The investments will make Garuda the biggest foreign investor in the country so far, the Vietnam news agency said. Garuda group is an airport/seaport builder, manager and consulting company.

Long Thanh airport will be about 43km from the hub of Ho Chi Minh City, is expected to generate 5,500 permanent jobs for Vietnamese workers after construction.

Chairman of the Aviation South East Asia Giuliano Koenigsberg said the company would carry out the feasibility study and map out a master plan for Long Thanh project jointly with Viet Nam’s Southern Aviation Corporation.

Last month, the Garuda Group also reached an memorandum of understanding (MoU) with the Airport Design Construction Consultancy to set up a joint venture to build the new Ha Noi International Airport, its biggest project in Vietnam.

“It will be the largest and the most modern airport in Asia. It will be designed by multi-national companies from Spain and Italy to reflect (Vietnamese) culture and aspirations,” Koenigsberg said.
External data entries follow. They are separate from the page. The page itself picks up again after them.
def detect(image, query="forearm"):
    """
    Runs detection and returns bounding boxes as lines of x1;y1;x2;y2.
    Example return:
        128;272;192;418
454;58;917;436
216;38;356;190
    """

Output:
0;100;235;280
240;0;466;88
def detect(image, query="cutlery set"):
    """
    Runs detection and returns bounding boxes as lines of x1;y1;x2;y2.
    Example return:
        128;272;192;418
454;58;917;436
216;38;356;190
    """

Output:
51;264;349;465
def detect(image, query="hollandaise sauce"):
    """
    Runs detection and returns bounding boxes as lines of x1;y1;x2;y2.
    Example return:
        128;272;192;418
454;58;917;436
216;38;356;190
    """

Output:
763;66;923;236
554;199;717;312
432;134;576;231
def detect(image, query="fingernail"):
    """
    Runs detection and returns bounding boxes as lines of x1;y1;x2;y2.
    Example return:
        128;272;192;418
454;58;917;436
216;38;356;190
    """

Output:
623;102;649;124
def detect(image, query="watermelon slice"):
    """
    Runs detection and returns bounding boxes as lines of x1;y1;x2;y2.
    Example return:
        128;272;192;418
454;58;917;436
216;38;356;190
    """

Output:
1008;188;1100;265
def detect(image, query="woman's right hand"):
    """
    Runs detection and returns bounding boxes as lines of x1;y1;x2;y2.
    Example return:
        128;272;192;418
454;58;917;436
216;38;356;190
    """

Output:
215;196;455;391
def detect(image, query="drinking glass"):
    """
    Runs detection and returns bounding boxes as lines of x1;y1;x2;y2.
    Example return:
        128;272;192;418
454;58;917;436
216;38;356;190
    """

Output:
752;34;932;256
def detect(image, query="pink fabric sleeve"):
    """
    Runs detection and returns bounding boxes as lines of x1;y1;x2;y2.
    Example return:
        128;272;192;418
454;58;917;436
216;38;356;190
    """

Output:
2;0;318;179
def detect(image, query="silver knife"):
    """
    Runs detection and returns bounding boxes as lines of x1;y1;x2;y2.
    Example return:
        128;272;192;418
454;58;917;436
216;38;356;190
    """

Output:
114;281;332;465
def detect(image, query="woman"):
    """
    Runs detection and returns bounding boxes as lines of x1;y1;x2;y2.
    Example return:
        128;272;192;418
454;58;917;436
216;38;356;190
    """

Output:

The foreign partners include Spanish Galo Architects and Italian AIG. The airport would have two heliports, a hospital, school, apartments and hotels.

After completion it is expected to generate 10,000 permanent jobs.

“The Government will grant Garuda management and operation rights for 30 years, to be extended by 10 years under certain circumstances, to cover the cost of project execution and to repay principle debts,” the news agency cited Koenigsberg sa saying.

Construction of the Ha Noi airport was expected to be carried out in three stages, the first from next year run until 2015 at a cost of US$4 billion, the second from 2015-18 would cost US$1.5 billion and the last phase would cost US$2.5 billion.

Phase one would accommodate 480 flights a day and 35 million passengers a year. Capacity would grow to about 850 flights daily and 62 million passengers annually by 2025 and to 1,096 flights daily and 80 million passengers annually by 2035.

“The new airport is due to replace the overloaded Noi Bai International Airport, which will likely be relegated to domestic flights only,” Koenigsberg said, adding that Noi Bai has reached its capacity at over 15 million passengers annually.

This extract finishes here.